The general point of the code is that it’s a mess. “GeneralMisinfo” is mixed together with “UntrustedUrl” is mixed with “ViolenceHighRecall” is mixed with “ukraine…”
It is somewhat good to have a file with all the labels, but notions of precision / recall need to be different concerns from “topic concerns.” Otherwise, this all looks like backdoors inside backdoors.
Follow Recommendation Service
I am not a lawyer, but is this … legal?
If you are boosting both candidates for an office equally, you might be ok, but it can easily boost people un-equally due to other parts of the algorithm, thus creating an unregistered donation.

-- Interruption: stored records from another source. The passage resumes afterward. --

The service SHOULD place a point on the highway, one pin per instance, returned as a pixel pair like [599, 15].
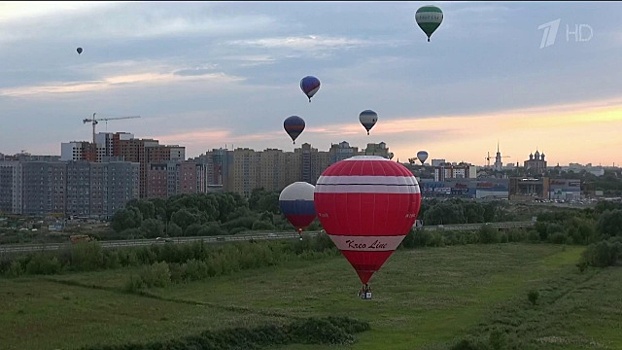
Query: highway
[34, 247]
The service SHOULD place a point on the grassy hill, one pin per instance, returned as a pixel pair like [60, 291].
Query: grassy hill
[423, 299]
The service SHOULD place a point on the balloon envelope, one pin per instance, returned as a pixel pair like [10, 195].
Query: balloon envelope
[296, 203]
[368, 118]
[367, 205]
[429, 18]
[294, 126]
[422, 156]
[309, 85]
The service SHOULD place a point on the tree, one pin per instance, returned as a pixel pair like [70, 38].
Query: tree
[152, 228]
[610, 223]
[146, 208]
[184, 218]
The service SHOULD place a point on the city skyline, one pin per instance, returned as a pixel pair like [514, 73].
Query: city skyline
[208, 74]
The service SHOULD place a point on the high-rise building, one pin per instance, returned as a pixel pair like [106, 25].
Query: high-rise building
[78, 150]
[10, 187]
[43, 187]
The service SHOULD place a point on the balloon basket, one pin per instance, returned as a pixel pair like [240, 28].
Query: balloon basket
[366, 296]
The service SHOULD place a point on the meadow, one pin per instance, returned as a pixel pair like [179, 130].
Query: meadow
[428, 298]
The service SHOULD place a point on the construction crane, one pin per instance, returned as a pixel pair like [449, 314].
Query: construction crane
[488, 158]
[94, 121]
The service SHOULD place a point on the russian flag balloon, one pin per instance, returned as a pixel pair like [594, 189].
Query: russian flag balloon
[296, 203]
[367, 205]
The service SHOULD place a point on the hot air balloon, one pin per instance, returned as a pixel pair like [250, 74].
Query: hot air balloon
[294, 126]
[367, 205]
[296, 203]
[368, 118]
[429, 18]
[309, 85]
[422, 156]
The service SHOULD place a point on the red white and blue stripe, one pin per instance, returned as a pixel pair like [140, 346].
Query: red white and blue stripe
[296, 202]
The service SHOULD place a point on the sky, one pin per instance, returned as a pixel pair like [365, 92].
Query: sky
[208, 75]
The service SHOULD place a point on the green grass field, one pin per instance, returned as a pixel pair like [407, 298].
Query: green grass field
[423, 299]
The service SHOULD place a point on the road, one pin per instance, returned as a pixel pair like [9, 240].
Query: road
[24, 248]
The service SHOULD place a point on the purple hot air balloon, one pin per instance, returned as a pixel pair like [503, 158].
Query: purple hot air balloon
[294, 126]
[310, 85]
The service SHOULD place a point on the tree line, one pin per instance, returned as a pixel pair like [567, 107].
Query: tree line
[211, 214]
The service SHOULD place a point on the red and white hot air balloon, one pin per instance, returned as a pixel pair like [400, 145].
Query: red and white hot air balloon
[367, 205]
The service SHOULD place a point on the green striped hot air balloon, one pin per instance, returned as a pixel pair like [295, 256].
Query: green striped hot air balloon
[429, 18]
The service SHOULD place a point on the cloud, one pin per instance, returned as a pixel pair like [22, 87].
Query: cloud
[116, 81]
[303, 43]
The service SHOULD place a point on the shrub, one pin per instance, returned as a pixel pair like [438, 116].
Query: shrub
[533, 296]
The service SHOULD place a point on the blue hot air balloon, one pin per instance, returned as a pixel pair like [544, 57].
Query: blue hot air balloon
[296, 203]
[294, 126]
[368, 119]
[310, 85]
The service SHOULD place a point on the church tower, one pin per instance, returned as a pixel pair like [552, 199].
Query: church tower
[498, 163]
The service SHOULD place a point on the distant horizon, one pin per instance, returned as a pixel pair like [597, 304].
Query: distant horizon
[405, 160]
[527, 75]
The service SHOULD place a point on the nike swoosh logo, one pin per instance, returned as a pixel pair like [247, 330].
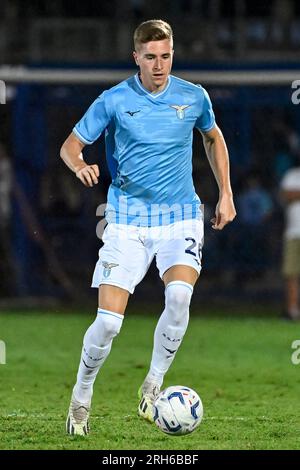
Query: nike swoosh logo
[170, 350]
[132, 113]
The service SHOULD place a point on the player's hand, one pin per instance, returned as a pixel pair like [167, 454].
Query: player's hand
[88, 175]
[225, 212]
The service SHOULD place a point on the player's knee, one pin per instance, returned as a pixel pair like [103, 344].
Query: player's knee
[109, 327]
[178, 299]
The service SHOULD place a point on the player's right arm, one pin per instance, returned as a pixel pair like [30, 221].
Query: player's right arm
[71, 153]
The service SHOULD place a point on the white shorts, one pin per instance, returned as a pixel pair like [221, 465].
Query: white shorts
[129, 250]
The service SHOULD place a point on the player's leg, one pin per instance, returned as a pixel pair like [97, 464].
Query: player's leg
[179, 264]
[97, 344]
[122, 264]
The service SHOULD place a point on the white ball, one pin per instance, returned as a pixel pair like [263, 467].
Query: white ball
[178, 410]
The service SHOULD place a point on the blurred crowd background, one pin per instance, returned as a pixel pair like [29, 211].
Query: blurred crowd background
[48, 243]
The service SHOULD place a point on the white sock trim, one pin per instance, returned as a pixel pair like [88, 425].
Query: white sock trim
[180, 283]
[108, 312]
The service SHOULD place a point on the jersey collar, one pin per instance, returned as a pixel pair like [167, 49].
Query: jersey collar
[149, 93]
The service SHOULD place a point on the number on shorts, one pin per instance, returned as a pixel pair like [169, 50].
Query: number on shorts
[192, 246]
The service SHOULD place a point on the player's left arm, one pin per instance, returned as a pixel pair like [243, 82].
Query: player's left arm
[217, 154]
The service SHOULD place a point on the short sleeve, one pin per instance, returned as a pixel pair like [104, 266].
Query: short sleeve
[206, 121]
[94, 121]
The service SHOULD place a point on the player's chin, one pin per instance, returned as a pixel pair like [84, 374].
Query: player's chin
[159, 78]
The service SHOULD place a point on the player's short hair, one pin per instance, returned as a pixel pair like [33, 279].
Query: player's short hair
[152, 30]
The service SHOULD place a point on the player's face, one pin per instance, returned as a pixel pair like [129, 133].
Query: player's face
[155, 61]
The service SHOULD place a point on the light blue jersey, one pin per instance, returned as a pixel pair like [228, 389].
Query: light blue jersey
[149, 148]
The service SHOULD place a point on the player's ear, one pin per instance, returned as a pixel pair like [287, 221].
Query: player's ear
[135, 57]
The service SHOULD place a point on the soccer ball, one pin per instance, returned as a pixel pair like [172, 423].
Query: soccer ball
[178, 410]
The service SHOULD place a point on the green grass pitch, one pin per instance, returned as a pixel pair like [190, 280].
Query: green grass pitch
[240, 366]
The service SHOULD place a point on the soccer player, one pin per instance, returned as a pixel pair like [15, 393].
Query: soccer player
[152, 209]
[290, 191]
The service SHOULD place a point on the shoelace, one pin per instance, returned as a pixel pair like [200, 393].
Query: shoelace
[80, 413]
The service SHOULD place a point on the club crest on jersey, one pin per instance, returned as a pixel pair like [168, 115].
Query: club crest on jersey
[180, 110]
[107, 268]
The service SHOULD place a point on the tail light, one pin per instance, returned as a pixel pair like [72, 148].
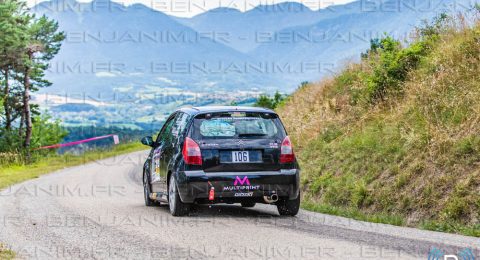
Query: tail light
[191, 152]
[286, 151]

Overall, the code leaves me less impressed than the blogs / papers. There is a lot of political stuff mixed in with other concerns, reading and having a strong opinion on the text of the post is bad, and there is strange treatments of links. Lots of work would have to be done to fix this.
Unless of course, Elon pays me 42.069 million to rip EVERYTHING out and start over.
Hey Pasha, really enjoyed this post!
What I'm confused about is where in the pipeline the Light ranker vs the heavy ranker are used? It seems that the light ranker is used to evaluate the potential candidate tweets in the candidate sourcing stage, whereas the heavy ranker is then utilized to filter the aggregated list?